This invention relates generally to the field of selecting one or more tests for a compiled software module, and more particularly to strategizing automated software test coverage by leveraging a rule system.
In software development, in order to give development teams early feedback about the quality of the code being developed, teams are adopting continuous integration practices. These practices call for building authored software modules very frequently, often several times a day. Building a module means compiling it, but also executing a set of tests which are required to succeed in order to “accept” the module, that is, publish the compiled artifact to a central repository from where dependent modules can pull the module. When developing large applications, the volume of tests that are executed during the build of all modules can become significant.
A typical continuous integration environment consists of several elements including a source code management system, a build management system and a compiled artifact repository. The source code management system is used by developers to check code out, and commit their change set in. This keeps track of all versions of each file, as well as the identification of the developer associated with each change. Most source code management systems also include a notification mechanism, which can notify downstream systems that a change set was committed. At a minimum, a source code management system includes a way to query for change sets.
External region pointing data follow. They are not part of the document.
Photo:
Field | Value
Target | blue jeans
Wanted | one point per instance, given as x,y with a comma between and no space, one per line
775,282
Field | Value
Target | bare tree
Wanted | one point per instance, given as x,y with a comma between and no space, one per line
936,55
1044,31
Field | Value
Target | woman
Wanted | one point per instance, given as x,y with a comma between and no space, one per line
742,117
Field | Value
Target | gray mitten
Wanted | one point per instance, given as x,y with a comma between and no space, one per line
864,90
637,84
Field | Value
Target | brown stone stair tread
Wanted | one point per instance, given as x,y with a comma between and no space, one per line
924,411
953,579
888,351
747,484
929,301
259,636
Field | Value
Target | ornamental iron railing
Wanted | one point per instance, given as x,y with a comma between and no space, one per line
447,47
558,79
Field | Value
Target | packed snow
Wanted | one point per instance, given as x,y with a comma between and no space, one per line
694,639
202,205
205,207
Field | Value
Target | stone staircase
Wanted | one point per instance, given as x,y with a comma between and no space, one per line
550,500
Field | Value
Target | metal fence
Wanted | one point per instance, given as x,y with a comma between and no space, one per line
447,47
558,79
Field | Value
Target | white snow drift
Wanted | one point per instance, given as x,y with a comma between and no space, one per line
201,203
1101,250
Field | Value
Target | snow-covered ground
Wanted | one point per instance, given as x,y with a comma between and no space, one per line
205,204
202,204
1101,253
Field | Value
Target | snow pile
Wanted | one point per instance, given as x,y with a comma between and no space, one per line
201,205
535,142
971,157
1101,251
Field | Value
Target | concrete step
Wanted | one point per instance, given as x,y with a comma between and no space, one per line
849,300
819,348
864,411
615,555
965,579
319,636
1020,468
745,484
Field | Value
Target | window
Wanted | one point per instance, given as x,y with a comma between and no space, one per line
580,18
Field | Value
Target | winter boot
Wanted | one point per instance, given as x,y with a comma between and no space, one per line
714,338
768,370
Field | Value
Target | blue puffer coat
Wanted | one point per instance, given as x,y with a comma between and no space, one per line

A build management system can be either centralized or distributed. In both cases, the build management system queries, or is notified by, the source code management system, in order to aggregate a list of the new change sets that have been committed since the time of the last build cycle. The build management system can then check out these changes to obtain a local copy of the source code which represents the latest version of the versioned source files and trigger a build cycle, which contains generally three sub-steps. The first sub-step is compilation of the various source files, from the source programming language(s) to machine executable code. This includes compilation of the test code. The second sub-step is execution of all or some tests on the compiled code, capturing the results of the tests (success or failure for each test). The third sub-step, based upon a success criteria, is publication of the compiled artifact to a central repository. The success criteria can be the success of all, or a fraction of the tests executed, depending on the team choice.
A compiled artifact repository is a system that hosts a series of versions of compiled source code, so that dependent modules can use the latest known good version of a compiled artifact they depend on, instead of having to compile it themselves.